Surface wellheads are a common feature of oil production. A production tree is attached to the wellhead to control the flow of oil and/or gas produced by the well. The oil and/or gas from the well passes through production tubing to a production tree. The production tree, in turn, may be coupled to a platform that couples the oil and gas to a pipeline for transfer to a processing facility.
A violent storm, such as a hurricane, can damage wells located on land, as well as offshore. For example, a storm can damage an offshore platform, the production tubing, and/or the production tree of a well by pulling the production tubing from its platform. Furthermore, tidal forces from a storm can blow over a production tree, damaging both the production tree and the production tubing.
Previous efforts at securing wells damaged by storms have been time-consuming and ineffective. These efforts have included installing devices using numerous loose bolts. However, installing these loose bolts is time-consuming and the bolts may be lost or misplaced, adding to the installation time. This is even more problematic for subsea well heads.
Therefore, a more efficient technique is desired for securing a well damaged by a storm or any other catastrophic event. In particular, a technique is desired that would enable a well to be secured quickly and securely.
A technique is provided for securing a well damaged by a storm or similar catastrophic event. The techniques utilizes a casing head assembly that may secured to the casing of the damaged well by tightening a plurality of set screws to drive slips into the casing. Before installing the casing head assembly, the casing of the damaged well is prepared for receiving the casing head assembly. For example, any valves secured to the well may be removed and the casing and production tubing of the well may be cut so that the production tubing extends a relatively-short defined distance from the end of the casing. Some preparation of the casing head assembly may also be performed, such as cleaning and coating surfaces.
Once the casing, production tubing, and the casing head assembly are ready, a portion of the casing head assembly, a casing head, may be installed onto the casing. As the casing head is lowered into position on the casing, the control line of the downhole safety valve of the well is fed into an inner bore of the casing head and then out of the casing head via a control line port through the side of the casing head. Once the casing head is in position on the casing, the casing head set screws may be tightened to secure the casing head to the casing.
The casing head assembly may also comprise a tubing hanger. The tubing hanger may be installed in the casing head after the casing head is secured to the casing.
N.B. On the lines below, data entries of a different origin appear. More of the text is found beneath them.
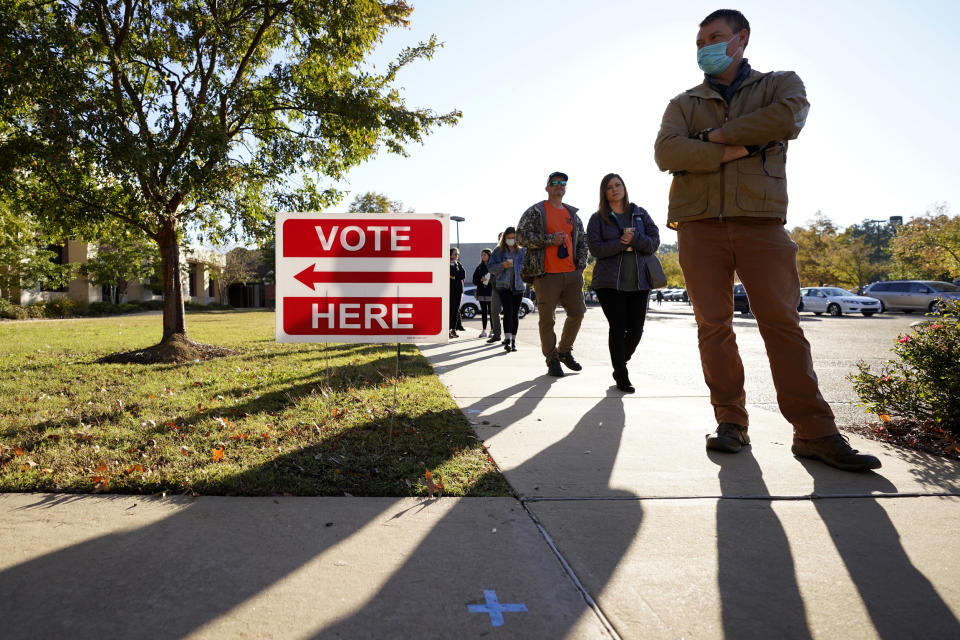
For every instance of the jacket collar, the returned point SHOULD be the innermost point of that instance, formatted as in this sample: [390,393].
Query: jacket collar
[539,207]
[705,91]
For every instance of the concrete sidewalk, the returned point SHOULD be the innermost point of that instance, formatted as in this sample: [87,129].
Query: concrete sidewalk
[674,542]
[626,527]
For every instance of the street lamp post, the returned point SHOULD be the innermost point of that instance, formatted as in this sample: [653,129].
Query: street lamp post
[458,220]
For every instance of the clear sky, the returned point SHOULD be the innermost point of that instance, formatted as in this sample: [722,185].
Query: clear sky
[580,87]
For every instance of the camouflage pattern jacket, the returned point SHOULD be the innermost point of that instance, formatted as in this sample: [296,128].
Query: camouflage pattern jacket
[532,234]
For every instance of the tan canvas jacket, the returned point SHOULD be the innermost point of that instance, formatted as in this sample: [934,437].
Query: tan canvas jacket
[768,107]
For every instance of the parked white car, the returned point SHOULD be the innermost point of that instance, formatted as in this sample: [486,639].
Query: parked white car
[469,307]
[836,301]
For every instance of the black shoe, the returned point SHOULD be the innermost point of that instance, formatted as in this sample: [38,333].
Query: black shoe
[554,369]
[836,451]
[569,362]
[623,382]
[728,437]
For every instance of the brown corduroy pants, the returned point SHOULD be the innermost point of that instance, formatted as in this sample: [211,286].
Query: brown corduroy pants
[565,289]
[761,253]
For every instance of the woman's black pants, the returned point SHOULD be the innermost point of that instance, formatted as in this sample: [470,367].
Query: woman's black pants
[484,311]
[626,312]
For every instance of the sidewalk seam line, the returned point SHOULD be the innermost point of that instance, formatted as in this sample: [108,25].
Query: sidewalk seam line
[607,625]
[811,496]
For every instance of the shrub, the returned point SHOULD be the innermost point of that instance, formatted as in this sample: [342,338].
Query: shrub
[102,309]
[923,383]
[64,308]
[196,306]
[8,309]
[35,310]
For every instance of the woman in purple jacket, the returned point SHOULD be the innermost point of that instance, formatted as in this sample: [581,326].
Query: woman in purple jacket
[619,235]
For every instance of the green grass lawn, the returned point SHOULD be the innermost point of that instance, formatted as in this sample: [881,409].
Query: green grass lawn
[307,419]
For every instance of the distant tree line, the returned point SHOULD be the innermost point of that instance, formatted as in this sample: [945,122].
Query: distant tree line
[925,248]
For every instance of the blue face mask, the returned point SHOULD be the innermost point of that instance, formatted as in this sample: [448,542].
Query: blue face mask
[713,59]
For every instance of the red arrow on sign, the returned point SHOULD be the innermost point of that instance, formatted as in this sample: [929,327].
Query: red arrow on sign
[310,278]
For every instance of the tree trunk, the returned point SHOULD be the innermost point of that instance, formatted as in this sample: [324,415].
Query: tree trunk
[173,315]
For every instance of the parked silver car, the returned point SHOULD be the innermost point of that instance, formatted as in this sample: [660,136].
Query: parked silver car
[912,295]
[836,301]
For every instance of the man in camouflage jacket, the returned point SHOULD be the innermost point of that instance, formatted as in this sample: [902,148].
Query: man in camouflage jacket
[556,256]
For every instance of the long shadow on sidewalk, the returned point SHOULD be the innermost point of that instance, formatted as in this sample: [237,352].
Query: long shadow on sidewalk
[184,571]
[755,566]
[900,600]
[600,431]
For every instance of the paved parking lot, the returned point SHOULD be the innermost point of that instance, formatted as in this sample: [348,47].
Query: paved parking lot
[669,346]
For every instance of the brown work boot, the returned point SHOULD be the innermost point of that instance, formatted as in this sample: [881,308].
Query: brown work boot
[729,437]
[554,369]
[836,451]
[569,362]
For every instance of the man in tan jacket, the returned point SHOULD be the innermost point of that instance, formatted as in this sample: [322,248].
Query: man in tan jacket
[725,142]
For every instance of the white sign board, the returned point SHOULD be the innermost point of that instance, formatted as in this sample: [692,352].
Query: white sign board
[362,277]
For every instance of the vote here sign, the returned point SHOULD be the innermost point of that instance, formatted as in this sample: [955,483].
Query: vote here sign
[362,277]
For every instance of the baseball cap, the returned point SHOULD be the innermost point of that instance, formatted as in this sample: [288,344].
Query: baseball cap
[557,174]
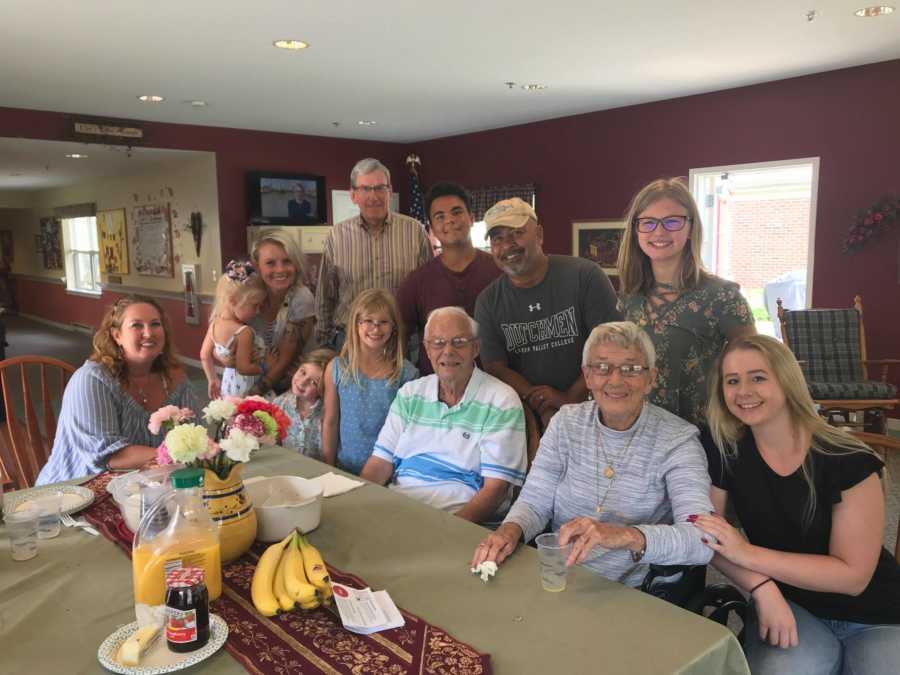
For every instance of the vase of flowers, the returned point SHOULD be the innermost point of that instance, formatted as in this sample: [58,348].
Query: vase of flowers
[239,427]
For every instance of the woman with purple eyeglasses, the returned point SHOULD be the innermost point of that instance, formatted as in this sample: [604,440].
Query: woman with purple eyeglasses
[688,313]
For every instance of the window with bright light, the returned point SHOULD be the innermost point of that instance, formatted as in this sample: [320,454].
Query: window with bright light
[82,254]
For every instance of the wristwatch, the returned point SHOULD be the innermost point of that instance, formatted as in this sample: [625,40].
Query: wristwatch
[637,556]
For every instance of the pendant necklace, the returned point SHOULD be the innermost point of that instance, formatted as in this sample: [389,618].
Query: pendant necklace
[609,472]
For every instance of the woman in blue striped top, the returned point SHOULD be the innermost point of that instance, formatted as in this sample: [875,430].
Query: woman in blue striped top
[132,372]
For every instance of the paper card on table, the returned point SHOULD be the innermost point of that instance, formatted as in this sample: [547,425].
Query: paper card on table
[364,611]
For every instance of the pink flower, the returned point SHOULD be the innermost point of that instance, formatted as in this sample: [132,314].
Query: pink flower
[162,416]
[249,425]
[212,451]
[162,454]
[184,415]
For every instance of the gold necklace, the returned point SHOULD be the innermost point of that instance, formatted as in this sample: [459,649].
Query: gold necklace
[609,472]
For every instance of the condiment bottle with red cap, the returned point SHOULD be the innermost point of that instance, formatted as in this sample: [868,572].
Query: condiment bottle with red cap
[187,609]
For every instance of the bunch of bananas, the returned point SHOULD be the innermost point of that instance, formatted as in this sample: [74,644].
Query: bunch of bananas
[290,573]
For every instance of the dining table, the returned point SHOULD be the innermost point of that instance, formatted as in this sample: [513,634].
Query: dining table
[57,608]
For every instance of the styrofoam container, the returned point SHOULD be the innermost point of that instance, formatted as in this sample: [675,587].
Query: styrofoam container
[283,503]
[126,490]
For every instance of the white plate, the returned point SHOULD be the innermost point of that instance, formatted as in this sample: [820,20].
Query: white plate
[75,497]
[158,659]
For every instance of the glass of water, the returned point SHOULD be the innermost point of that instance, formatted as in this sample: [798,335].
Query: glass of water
[48,507]
[553,557]
[21,527]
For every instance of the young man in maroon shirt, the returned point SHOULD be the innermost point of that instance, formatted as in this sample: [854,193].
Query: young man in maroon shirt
[454,278]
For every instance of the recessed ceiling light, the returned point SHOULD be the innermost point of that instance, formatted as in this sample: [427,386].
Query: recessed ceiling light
[875,10]
[296,45]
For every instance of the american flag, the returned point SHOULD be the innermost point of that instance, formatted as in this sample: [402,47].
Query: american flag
[416,206]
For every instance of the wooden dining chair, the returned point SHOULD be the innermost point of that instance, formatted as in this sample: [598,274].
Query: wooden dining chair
[26,437]
[830,345]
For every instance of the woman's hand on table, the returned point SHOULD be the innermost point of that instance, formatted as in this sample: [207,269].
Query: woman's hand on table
[585,533]
[498,545]
[777,624]
[726,540]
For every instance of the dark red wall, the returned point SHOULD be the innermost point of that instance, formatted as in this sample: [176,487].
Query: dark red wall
[237,151]
[588,166]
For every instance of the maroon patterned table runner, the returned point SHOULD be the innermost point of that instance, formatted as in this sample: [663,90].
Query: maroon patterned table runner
[301,642]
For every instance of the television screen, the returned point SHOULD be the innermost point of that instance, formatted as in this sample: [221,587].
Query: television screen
[286,199]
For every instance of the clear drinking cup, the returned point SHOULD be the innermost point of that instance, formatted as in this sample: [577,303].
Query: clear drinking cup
[21,527]
[48,508]
[553,557]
Tubing head set screws may then be tightened to activate the tubing hanger to secure the production tubing to the casing head.
In addition, the casing head assembly may also comprise a latch-lock connector that may be secured to the casing head. The latch-lock connector may be stabbed into the casing head and rotated approximately one-quarter turn. This locks the latch-lock connector to the casing head. A corrosion cap may then be secured to the latch-lock connector to cover the production tubing.
These and other features, aspects, and advantages of the present invention will become better understood when the following detailed description is read with reference to the accompanying drawings in which like characters represent like parts throughout the drawings, wherein:
Referring now to
In the illustrated embodiment, the casing head assembly 20 comprises a casing head 24, a latch-lock connector 26, a corrosion cap 28, and a vent valve 30. The casing head 24 is adapted to attach to the casing 22 and secure the production tubing extending from the casing 22. The latch-lock connector 26 is adapted to connect to the casing head 24 to enable the corrosion cap 28 to be secured to the casing head 24. One end of the latch-lock connector 26 is adapted to secure to the casing head by being stabbed into the casing head 24 and then being turned one-quarter of a turn. The opposite end of the latch-lock connector 26 is adapted to receive and secure the corrosion cap 28. The corrosion cap 28 has one end that is adapted to be secured by the latch-lock connector 26. The opposite end of the corrosion cap 28 is configured with the vent valve 30 to enable any gasses that leak into the corrosion cap 28 to be vented. For example, the vent valve 30 may prevent an explosive concentration of gases from building up within the corrosion cap 28.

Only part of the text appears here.